OCR'd magazine scans

edited July 2011 in Sinclair Miscellaneous
Hi all,

I've been working on OCR'ing some magazine scans over the last few weeks, and combining the images together into a searchable, indexed PDF for each issue. I've started with Crash, and I've now got the entire lot done. Although there's indexes available on the web (not least at WoS), having the PDF's indexed and "local" makes it very easy to find certain words or subjects. They look great on the iPad too :)

Here's a 10-page sample of some pages from issue 39:

http://bit.ly/baDI1d (temporary link, won't work forever :) )

The purpose of this post is to ask:
  • Am I duplicating something that's already been done by others?
  • Does the sample look OK? It's pretty good for me using OS X Preview: the OCR isn't 100% perfect, as you'd expect (example: the LM advert), and the paragraph detection occasionally gets confused, but it's still fine for searching.
  • If not, is this something that anyone else would find useful? Or is it just me? :)

The file size per "issue" is roughly 50% more than the equivalent JPG size - I've had to use "high quality" compression to avoid adding to the already lossy JPGs.

I'm planning to OCR and "compile" Your Spectrum, Your Sinclair, Sinclair User and PCG next. If this is of interest to others, I'll happy share the results.
Post edited by KenD on
«134

Comments

  • edited July 2010
    I am working my way through OCRing the weekly mags, Home Computing Weekly, Popular Computing Weekly and (not started yet) New Computer Express.

    If you start on any of those drop me a PM so we don't duplicate.
  • edited July 2010
    I don't know how relevant this is, or practicable, but I once uploaded a scan from PCW to Evernote and it OCR'd and indexed it quite nicely - zero effort from me. The problems with this approach are obvious, but I thought I'd throw it in there just in case it sparks off an idea in someone else!
  • edited July 2010
    Could you please explain how this works? I downloaded crash39sample.pdf into Acrobat (v5.0) and tried searching for text in it, but got no matches on anything. The document appears to be a selection of graphical objects; eg. if I use the Text Select Tool to select "APOCALYPSE SEGA" on the first page I get back:
    !"#$!%&"'() '(*!)
    L8E3?%
    
    I fear that I might be missing something obvious. Does the document use features not supported in Acrobat v5.0? - although I'd normally expect to get a warning when I opened the file if that was the case.
  • edited July 2010
    if I use the Text Select Tool to select "APOCALYPSE SEGA" on the first page I get back:
    !"#$!%&"'() '(*!)
    L8E3?%
    
    Apologies - entirely my fault. For some reason, the selection of the main PDF I copied out has mangled text. I've fixed it and reuploaded the file; can you try redownloading it and see if it's any better now?
  • edited July 2010
    That's better ...
    ---
    APOCALYPSE SEGA
    Uoyd Uoyd.
    Accordin According to al all th the new news an and report reports tha that I'v I've rea read lately lately, th the Da Day of th the
    Gam Game Consol Console is fas fast approaching approaching. Thei Their arriva arrival no now see seem inevitable inevitable, so
    I though thought
    I can see games consoles being marvellous devices for creative home
    entertainment - one day. But then they will be interactive, worked by
    computers, incorporating digitised video, sound recording, perhaps
    ---
    ... although the text from the left-hand column seems to have developed something of a stutter.
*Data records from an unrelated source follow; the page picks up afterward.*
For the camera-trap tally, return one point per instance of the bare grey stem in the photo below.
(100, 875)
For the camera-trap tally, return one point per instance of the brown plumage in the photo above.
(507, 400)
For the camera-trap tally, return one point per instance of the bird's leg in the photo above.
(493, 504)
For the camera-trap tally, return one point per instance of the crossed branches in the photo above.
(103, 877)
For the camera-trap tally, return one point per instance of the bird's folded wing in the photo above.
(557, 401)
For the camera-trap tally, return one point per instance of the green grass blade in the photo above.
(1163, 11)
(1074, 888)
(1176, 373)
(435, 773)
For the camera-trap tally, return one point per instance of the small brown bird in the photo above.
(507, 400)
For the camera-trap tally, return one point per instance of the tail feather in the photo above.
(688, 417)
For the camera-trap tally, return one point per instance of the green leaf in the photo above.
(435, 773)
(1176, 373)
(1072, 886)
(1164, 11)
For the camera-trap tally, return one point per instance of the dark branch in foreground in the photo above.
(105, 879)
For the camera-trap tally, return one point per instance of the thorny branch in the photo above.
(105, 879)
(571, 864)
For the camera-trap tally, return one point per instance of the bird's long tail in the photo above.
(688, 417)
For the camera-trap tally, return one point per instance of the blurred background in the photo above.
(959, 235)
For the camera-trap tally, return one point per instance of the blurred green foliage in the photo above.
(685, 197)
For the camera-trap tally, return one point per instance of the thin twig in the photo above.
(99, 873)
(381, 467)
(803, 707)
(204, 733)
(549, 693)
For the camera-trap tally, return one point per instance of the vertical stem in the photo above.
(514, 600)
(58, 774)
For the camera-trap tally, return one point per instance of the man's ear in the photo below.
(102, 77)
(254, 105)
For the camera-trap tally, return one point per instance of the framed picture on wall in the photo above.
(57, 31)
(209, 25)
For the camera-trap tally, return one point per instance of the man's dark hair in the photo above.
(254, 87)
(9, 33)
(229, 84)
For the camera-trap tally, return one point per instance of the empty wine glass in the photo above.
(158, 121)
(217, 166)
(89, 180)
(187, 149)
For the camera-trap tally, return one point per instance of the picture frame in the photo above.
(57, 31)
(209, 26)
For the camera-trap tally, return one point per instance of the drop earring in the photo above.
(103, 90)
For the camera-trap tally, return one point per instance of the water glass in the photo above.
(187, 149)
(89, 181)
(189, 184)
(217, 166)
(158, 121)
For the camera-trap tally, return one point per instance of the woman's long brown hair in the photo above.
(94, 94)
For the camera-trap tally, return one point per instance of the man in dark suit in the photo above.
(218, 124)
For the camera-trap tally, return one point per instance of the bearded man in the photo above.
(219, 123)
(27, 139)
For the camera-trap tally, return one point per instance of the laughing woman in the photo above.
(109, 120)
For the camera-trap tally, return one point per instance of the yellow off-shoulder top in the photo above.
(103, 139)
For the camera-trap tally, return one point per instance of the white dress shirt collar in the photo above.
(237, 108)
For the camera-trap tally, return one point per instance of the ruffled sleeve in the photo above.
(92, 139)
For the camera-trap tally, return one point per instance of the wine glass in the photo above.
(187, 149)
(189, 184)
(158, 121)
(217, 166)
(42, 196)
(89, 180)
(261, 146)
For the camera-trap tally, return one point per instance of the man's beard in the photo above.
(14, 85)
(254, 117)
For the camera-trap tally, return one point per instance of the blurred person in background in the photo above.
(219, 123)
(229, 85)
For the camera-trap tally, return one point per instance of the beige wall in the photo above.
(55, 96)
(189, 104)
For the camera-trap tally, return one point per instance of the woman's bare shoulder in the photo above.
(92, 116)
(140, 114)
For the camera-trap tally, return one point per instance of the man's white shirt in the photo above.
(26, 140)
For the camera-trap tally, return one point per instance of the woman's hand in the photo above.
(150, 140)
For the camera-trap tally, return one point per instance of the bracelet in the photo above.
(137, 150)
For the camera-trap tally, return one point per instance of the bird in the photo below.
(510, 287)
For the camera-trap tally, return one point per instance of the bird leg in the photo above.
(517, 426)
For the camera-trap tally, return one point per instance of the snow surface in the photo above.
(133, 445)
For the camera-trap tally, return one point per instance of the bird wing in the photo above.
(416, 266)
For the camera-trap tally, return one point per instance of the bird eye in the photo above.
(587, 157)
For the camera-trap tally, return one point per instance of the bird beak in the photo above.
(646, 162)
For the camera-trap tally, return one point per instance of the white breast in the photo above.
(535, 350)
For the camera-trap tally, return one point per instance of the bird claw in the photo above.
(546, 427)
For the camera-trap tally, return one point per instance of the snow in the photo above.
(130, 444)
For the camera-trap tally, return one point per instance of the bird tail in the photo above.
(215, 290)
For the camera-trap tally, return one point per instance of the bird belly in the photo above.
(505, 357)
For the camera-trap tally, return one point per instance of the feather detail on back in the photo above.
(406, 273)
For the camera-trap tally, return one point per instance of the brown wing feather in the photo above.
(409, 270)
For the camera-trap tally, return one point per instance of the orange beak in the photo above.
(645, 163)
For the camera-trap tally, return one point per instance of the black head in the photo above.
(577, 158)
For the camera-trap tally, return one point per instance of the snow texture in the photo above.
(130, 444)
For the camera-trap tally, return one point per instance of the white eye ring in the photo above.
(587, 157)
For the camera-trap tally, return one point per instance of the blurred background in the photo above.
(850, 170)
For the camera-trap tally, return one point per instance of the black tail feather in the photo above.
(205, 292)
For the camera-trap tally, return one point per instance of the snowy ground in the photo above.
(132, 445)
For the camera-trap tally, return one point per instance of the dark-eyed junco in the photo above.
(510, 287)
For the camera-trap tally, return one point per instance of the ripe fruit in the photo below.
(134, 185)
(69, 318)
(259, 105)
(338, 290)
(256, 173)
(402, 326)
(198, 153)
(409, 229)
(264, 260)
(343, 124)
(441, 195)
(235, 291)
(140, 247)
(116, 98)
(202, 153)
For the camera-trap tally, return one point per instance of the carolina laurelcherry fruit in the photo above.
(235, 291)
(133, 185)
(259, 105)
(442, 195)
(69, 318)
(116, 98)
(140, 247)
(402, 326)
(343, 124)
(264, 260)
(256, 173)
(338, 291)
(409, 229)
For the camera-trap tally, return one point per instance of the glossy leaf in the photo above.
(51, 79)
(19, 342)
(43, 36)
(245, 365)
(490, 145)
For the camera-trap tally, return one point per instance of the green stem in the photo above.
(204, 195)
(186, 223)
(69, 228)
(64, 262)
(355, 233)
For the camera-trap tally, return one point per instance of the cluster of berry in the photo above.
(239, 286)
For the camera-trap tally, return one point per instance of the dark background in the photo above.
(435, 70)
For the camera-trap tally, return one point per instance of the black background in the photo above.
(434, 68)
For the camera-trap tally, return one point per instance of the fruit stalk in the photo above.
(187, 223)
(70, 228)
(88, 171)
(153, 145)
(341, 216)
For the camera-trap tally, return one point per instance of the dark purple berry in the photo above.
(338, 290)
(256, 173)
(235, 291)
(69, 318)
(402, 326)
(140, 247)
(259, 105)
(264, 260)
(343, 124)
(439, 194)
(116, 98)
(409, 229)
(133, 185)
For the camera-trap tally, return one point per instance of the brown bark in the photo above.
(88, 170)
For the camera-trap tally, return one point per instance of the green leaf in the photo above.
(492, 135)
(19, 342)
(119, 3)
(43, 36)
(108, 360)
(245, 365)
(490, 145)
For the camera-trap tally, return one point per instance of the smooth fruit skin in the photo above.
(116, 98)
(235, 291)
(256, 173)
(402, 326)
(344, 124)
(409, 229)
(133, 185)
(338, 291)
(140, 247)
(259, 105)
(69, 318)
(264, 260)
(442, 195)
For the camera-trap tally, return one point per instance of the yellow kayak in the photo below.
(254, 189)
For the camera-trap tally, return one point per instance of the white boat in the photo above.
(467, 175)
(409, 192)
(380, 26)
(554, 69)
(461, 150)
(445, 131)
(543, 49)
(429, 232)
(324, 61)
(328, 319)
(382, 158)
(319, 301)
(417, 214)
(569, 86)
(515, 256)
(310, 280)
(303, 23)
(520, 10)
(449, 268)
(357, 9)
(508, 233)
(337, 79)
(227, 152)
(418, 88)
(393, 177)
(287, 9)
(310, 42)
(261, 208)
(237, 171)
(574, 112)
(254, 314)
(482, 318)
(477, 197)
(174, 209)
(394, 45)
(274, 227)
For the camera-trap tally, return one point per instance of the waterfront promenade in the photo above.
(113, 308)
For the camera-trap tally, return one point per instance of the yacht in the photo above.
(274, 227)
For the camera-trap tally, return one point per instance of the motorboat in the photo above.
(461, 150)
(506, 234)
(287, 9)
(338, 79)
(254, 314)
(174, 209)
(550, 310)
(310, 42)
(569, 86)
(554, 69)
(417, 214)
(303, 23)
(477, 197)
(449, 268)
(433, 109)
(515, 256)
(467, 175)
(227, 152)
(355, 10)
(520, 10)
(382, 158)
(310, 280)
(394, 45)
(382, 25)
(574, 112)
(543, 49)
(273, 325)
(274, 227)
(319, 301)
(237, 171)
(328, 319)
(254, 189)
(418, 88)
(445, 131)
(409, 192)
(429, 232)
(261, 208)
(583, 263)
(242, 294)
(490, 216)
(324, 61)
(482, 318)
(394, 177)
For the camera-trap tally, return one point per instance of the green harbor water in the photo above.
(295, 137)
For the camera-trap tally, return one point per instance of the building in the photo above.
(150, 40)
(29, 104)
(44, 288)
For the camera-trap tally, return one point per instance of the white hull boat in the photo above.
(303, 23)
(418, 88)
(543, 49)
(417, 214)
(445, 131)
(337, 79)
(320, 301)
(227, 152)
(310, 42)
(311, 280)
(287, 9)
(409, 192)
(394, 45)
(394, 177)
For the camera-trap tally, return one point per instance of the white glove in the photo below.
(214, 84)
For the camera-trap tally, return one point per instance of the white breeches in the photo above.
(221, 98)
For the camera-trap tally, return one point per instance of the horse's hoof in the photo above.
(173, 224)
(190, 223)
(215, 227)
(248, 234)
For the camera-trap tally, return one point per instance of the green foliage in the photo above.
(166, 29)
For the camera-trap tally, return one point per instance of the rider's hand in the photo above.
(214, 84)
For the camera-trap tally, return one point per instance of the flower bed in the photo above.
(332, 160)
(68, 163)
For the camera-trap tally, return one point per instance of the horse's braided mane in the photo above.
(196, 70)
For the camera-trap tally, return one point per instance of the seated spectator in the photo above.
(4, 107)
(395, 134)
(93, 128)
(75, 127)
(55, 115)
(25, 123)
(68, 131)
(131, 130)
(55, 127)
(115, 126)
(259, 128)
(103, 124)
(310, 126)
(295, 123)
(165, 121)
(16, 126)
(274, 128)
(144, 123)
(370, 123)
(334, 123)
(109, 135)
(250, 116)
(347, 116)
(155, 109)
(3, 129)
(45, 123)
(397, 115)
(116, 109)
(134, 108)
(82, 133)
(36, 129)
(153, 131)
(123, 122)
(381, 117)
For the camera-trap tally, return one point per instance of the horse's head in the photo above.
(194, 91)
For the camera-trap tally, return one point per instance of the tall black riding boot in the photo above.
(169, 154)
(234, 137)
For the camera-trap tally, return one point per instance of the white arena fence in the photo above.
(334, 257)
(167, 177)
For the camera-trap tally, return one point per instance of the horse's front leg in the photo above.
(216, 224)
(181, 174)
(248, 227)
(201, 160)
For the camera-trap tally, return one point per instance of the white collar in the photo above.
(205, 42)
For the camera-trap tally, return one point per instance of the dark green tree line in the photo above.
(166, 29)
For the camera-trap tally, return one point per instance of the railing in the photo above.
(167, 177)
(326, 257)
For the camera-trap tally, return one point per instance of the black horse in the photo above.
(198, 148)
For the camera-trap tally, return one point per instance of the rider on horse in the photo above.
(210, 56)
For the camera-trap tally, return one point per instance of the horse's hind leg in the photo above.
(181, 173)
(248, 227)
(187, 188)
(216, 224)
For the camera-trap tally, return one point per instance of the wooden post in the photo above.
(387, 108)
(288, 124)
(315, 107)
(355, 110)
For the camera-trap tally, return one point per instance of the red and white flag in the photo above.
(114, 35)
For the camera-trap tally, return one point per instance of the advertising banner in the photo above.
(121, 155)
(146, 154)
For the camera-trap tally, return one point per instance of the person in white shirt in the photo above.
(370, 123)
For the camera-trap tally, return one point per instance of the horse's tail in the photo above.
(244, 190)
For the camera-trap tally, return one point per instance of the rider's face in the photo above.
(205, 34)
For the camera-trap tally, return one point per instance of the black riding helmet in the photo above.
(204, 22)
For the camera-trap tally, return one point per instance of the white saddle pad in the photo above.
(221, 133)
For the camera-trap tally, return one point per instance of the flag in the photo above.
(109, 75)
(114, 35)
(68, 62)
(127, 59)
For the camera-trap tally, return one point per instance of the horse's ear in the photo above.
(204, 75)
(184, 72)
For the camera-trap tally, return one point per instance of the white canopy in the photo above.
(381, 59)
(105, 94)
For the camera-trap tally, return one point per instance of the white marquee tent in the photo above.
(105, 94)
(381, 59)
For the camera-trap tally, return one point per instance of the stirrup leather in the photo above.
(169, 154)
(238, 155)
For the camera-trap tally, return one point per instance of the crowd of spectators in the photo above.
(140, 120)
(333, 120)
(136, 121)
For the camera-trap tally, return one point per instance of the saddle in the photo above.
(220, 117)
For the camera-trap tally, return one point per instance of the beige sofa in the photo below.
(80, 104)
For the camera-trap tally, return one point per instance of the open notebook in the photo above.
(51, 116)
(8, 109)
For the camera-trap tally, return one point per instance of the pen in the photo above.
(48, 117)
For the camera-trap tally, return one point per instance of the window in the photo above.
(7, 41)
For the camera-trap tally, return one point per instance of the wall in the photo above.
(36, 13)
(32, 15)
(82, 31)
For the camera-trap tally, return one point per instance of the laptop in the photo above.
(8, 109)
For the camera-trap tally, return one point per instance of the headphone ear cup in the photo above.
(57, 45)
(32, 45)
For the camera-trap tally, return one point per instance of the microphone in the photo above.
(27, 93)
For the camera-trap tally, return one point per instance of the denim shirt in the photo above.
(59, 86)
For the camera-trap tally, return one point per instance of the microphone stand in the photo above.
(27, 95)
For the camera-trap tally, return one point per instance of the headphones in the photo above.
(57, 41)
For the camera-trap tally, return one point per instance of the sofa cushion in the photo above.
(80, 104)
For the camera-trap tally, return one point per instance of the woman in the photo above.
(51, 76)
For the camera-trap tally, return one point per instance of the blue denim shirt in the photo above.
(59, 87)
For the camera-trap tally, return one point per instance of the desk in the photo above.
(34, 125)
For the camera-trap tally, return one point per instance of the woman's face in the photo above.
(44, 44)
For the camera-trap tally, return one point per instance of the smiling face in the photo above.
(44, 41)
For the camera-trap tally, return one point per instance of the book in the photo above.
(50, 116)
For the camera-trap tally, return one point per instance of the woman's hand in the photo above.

    I'm amazed it works at all, considering all the problems which I had OCRing the pages from Your Spectrum (at "Your Spectrum" Unofficial Archive) - although I had a cheap scanner and mediocre OCR software which crashed several times a day, and had to test the re-drafted HTML on buggy old versions of Explorer and Navigator. There's some impressive software available these days.

    I'd see these PDF projects as being complementary to the existing magazine archive/tribute sites (WoS, YSRnRY, CTOE, SUMO, YrUA, etc.), as they provide differing "experiences" of the material.
  • edited July 2010
    ---
    APOCALYPSE SEGA
    Uoyd Uoyd.
    Accordin According to al all th the new news an and report reports tha that I'v I've rea read lately lately, th the Da Day of th the
    Gam Game Consol Console is fas fast approaching approaching. Thei Their arriva arrival no now see seem inevitable inevitable, so
    I though thought
    I can see games consoles being marvellous devices for creative home
    entertainment - one day. But then they will be interactive, worked by
    computers, incorporating digitised video, sound recording, perhaps
    ---
    ... although the text from the left-hand column seems to have developed something of a stutter.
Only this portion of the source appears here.